Face à la crise, des Libanais reviennent à la fabrication traditionnelle du savon à l’huile d’olive

Dans le contexte actuel, la fabrication de savon naturel, à partir d'huile d'olive, est devenue une source de revenu importante pour les habitants des régions rurales.

Face à la crise, des Libanais reviennent à la fabrication traditionnelle du savon à l’huile d’olive

Salman Halabi et ses beaux-parents récupèrent les olives tombées à terre. Photo João Sousa

En cet après-midi de novembre, il ne reste plus que quelques travailleurs éparpillés dans les oliveraies.

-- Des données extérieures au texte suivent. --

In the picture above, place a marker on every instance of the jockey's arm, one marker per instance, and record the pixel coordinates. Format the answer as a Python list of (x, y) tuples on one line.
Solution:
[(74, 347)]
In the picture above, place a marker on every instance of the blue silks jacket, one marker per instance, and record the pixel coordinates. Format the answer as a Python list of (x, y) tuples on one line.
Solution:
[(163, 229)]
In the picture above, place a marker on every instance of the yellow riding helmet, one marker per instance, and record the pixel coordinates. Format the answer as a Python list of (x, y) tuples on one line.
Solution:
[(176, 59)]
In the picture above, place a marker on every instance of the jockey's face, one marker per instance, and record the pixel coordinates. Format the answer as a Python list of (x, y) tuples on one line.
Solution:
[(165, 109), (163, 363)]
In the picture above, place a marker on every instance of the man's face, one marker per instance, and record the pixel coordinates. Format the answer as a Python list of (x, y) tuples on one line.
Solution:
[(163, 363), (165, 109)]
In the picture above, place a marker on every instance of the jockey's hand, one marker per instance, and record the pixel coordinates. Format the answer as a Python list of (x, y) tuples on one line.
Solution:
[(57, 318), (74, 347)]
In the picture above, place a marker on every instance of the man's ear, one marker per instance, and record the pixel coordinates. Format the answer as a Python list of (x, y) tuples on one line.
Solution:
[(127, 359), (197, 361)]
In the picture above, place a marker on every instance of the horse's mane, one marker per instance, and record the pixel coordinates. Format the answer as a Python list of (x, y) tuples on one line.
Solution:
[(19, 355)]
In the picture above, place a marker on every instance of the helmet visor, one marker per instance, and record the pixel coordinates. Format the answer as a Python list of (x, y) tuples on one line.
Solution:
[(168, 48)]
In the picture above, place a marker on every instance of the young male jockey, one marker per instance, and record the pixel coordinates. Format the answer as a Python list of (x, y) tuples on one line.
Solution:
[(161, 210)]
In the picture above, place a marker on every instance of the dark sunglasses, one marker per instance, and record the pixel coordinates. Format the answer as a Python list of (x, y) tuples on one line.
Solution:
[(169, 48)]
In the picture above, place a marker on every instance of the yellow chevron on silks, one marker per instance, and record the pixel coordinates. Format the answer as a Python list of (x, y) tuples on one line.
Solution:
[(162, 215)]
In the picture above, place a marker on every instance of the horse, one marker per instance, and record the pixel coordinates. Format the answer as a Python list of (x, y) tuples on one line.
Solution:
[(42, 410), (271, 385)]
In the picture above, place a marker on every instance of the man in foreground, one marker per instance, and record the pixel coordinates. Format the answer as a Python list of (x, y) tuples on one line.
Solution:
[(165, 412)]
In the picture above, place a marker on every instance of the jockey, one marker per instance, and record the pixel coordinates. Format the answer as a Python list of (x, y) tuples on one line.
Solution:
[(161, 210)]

La plupart de ceux qui sont partis ont laissé derrière eux leurs bâches en plastique pour reprendre leur cueillette le lendemain matin. Hanan Malaeb et son mari Salman Halabi racontent qu’ils récoltent les olives tôt le matin, en passant une heure sur chacun des dizaines d’arbres de l’oliveraie qu’ils louent à la périphérie de Abay, un village près de Aley. Deux ouvriers qu’ils ont embauchés frappent les oliviers avec des bâtons de bambou tandis que Hanan, Salman, leur fils de cinq ans et la mère de Hanan ramassent les olives tombées sur des bâches disposées au pied des arbres. Les récoltes annuelles d’olives se suivent selon un rythme régulier : les bonnes années succèdent toujours aux mauvaises. Cette année a été bonne, constate Salman Halabi. La plupart des olives récoltées seront déposées dans un pressoir local pour être transformées en huile d’olive comestible vendue par la famille, alors que certaines olives noires, les shitawi, toutes ratatinées, immangeables et au goût amer, serviront à fabriquer du savon.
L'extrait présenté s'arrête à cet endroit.